On the ground however, it’s not all doom and gloom! Speaking of my own experience within a CAMHS clinic, staff are very stretched but committed. There continues to be passion and determination to work in increasingly difficult conditions to ensure the mental health needs of children and young people get met. All referrals, which do show signs of a mental health problem, are offered assessment and in discussion with the young people and their families clinicians work out together whether and what further support is needed. Sometimes it is the case that the most therapeutic way forward is not to access clinic CAMHS on an ongoing basis: that what would make the most difference in decreasing the child’s distress is to increase the understanding and support from within the child’s everyday context such as school or home. Where there are moderate-to-severe mental health difficulties, staff work together with the young people, families and networks to find ways to improve healthy functioning. Treatment plans are informed by NICE guidelines and the current research and evidence, to try to help the young person as best as possible. The benefit of the team setting is that clinical knowledge, experience and perspectives can be pooled, in order to provide the best possible care plan.
CAMHS does not fit all though, and I have been finding within my private practice, that I encounter young people and families who are, or would historically (even a decade ago) have been, under CAMHS. Some young people who I see in art therapy, are under the care of a CAMHS’ consultant, but feel that the day to day therapy they were offered was just not the right approach for them. Parents often tell me how they have been recommended art therapy for their child, but that they must seek it themselves, because of it not being available within CAMHS or school. This might be because there is a recognition that their daughter or son is ‘not a talker, but they do enjoy art’, the hope being that by using an art therapy approach, their child might gradually feel more comfortable to open up. Sometimes people struggle to open up within a CAMHS environment because it is a medical model, which can evoke its own complex feelings about being labelled or diagnosed.

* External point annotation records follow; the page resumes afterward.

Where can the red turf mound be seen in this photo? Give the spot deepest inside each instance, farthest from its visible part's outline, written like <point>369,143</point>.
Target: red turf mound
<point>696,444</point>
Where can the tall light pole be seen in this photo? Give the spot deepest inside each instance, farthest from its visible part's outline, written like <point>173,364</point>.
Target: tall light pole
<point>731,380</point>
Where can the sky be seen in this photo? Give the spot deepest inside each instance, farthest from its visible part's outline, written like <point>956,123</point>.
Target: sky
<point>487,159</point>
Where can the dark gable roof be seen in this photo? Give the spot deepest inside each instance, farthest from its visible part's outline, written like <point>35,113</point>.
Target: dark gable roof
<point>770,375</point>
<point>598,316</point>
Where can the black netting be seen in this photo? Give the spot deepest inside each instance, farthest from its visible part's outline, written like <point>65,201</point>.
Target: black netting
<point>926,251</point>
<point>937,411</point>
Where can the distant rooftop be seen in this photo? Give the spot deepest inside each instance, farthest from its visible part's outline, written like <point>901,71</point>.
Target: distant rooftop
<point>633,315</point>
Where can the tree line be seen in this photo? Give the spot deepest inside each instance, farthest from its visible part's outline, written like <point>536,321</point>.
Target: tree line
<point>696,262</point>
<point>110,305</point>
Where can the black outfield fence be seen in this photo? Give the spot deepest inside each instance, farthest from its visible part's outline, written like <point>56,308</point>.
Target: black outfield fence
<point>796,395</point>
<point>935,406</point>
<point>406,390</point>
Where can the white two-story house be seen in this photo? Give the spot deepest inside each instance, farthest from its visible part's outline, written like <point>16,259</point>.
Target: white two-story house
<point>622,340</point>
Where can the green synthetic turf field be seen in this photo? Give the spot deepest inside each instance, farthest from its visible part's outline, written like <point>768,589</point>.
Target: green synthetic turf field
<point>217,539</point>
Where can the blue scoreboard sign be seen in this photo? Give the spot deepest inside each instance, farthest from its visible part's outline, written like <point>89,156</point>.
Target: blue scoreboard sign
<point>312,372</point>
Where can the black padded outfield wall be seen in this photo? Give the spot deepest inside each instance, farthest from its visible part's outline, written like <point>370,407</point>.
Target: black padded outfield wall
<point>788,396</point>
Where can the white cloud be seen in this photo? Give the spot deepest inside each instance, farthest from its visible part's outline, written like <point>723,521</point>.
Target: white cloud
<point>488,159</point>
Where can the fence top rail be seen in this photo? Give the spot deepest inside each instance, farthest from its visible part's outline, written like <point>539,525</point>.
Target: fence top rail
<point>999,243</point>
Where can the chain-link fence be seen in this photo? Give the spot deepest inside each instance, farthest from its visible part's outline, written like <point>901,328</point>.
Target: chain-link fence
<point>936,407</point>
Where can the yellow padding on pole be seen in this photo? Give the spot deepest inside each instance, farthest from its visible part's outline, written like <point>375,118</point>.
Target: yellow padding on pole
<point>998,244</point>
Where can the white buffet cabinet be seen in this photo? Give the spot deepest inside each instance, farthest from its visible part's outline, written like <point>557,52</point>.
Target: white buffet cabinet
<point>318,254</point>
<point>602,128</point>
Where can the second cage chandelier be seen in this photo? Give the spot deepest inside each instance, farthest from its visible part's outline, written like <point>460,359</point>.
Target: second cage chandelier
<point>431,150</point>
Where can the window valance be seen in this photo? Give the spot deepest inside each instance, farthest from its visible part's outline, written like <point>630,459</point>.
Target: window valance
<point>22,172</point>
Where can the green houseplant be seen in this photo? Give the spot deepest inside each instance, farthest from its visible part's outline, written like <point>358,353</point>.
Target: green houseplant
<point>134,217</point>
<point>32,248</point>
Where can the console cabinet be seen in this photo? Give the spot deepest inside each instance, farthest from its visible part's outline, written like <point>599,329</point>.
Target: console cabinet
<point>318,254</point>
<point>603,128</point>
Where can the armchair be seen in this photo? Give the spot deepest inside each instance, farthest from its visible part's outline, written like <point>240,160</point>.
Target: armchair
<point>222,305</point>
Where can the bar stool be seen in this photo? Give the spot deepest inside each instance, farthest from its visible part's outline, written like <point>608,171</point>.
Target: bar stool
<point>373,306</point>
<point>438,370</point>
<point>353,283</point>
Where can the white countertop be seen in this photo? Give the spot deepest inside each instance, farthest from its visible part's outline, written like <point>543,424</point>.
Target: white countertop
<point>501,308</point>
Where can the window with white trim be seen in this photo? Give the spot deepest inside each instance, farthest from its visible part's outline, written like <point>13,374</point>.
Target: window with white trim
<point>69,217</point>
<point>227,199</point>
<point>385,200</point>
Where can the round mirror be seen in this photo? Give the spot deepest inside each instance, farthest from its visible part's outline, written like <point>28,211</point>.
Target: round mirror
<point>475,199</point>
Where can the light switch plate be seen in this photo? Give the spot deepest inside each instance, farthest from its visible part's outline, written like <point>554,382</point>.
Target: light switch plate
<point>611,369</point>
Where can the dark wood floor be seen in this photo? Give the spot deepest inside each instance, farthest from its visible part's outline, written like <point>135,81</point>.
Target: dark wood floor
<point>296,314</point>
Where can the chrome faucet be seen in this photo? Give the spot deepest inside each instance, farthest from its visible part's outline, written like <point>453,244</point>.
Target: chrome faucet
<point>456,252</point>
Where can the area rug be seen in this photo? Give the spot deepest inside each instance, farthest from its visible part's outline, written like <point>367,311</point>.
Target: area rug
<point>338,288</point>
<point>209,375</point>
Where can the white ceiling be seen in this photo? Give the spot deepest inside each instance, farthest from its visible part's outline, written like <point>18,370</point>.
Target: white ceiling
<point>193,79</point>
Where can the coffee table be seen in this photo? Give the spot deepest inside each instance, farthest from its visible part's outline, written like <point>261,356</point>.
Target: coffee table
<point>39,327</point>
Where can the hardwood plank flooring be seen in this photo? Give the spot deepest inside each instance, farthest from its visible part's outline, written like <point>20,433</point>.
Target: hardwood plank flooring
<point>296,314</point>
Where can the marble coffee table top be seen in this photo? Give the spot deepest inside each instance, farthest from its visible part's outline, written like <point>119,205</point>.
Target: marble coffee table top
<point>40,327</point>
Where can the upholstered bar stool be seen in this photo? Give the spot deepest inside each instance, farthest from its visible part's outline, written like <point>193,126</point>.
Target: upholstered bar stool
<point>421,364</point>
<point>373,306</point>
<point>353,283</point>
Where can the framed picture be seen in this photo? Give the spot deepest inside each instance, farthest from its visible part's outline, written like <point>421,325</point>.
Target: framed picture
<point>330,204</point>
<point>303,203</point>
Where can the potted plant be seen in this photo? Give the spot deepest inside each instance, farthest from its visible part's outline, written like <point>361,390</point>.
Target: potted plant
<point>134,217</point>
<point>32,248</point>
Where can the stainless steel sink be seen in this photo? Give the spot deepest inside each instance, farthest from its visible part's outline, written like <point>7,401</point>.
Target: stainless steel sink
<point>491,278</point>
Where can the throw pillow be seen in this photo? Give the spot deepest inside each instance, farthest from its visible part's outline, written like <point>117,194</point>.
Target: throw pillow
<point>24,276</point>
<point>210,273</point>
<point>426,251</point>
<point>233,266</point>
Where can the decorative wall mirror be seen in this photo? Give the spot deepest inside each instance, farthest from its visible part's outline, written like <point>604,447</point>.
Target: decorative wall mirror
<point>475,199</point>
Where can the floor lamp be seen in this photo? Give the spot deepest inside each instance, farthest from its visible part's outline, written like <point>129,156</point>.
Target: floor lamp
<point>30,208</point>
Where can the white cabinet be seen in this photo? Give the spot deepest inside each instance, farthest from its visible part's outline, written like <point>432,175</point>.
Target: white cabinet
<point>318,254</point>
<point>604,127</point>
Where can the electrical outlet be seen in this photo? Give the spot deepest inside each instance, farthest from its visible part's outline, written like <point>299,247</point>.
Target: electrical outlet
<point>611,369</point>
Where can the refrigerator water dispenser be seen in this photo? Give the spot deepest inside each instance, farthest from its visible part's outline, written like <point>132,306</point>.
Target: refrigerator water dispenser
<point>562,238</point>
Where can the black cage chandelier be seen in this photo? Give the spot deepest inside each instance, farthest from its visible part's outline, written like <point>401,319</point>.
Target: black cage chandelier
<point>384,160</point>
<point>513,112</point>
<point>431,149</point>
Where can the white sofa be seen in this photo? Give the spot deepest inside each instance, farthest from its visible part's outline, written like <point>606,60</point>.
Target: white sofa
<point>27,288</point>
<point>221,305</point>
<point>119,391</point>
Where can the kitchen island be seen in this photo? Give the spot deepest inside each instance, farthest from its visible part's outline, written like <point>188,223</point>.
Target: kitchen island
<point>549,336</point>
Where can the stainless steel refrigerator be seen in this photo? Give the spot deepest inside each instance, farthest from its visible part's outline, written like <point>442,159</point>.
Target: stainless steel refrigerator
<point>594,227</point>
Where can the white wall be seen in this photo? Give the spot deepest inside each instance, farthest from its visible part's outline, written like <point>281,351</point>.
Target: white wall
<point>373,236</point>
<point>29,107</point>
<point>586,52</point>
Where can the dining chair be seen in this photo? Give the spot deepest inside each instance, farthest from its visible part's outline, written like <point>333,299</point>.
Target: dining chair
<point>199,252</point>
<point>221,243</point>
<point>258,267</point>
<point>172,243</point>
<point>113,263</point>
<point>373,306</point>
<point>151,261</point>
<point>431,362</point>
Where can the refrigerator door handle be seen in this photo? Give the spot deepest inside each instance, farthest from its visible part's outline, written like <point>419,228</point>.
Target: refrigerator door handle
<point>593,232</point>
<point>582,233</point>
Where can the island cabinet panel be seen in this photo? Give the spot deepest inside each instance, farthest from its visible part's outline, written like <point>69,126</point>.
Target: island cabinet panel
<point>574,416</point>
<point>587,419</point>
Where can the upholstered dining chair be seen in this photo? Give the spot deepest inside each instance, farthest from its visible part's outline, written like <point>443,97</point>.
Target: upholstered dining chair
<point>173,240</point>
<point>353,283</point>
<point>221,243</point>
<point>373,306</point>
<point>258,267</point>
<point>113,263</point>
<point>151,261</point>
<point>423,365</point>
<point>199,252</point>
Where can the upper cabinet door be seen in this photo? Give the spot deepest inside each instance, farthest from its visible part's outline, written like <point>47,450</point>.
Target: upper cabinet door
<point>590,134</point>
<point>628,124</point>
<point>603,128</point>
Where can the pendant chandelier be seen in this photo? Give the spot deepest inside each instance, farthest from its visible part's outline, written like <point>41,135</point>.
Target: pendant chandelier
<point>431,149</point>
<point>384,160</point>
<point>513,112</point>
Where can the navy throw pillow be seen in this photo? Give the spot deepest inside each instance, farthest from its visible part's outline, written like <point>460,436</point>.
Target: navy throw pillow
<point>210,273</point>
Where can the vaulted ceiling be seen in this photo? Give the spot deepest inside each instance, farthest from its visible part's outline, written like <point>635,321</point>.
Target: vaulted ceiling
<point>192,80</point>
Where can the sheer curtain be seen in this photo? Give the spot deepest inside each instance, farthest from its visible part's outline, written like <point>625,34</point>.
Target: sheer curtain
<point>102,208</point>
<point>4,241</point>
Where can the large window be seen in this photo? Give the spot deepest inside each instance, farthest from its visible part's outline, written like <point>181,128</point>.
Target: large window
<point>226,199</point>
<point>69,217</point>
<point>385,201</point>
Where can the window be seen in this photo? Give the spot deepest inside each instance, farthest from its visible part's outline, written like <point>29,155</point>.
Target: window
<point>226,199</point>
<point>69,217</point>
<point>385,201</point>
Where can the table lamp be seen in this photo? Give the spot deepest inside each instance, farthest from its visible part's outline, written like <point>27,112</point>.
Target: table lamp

It is possible to work with a private art therapist whilst also being seen by a CAMHS psychiatrist; in these cases, consent for professionals to liaise is usually important and helpful.
Healing also takes time, and when there is a sense that support may be time limited, and potentially influenced by service—rather than individual—need, this can make it very difficult to trust that it is safe enough to open up and build a therapeutic relationship with someone. A benefit of accessing therapy privately is that there are no time constraints and it can simply focus on what the young person needs.
There seems to be a growing awareness about the mental health of our young people, with royals Kate, William and Harry speaking out about their own personal emotional wellbeing and journeys in a bid to lessen stigma and encourage people to access Talking Therapies and support when needed. Whilst this is obviously great, it doesn’t mean that waiting lists for school-based therapy or thresholds for CAMHS assessments reduce: if anything there may be longer to wait as demand for services grows with more people asking for help… no wonder many parents are concluding that the most sensible thing for them really is to consider ‘going private’. What are your thoughts on this? I would be interested to hear…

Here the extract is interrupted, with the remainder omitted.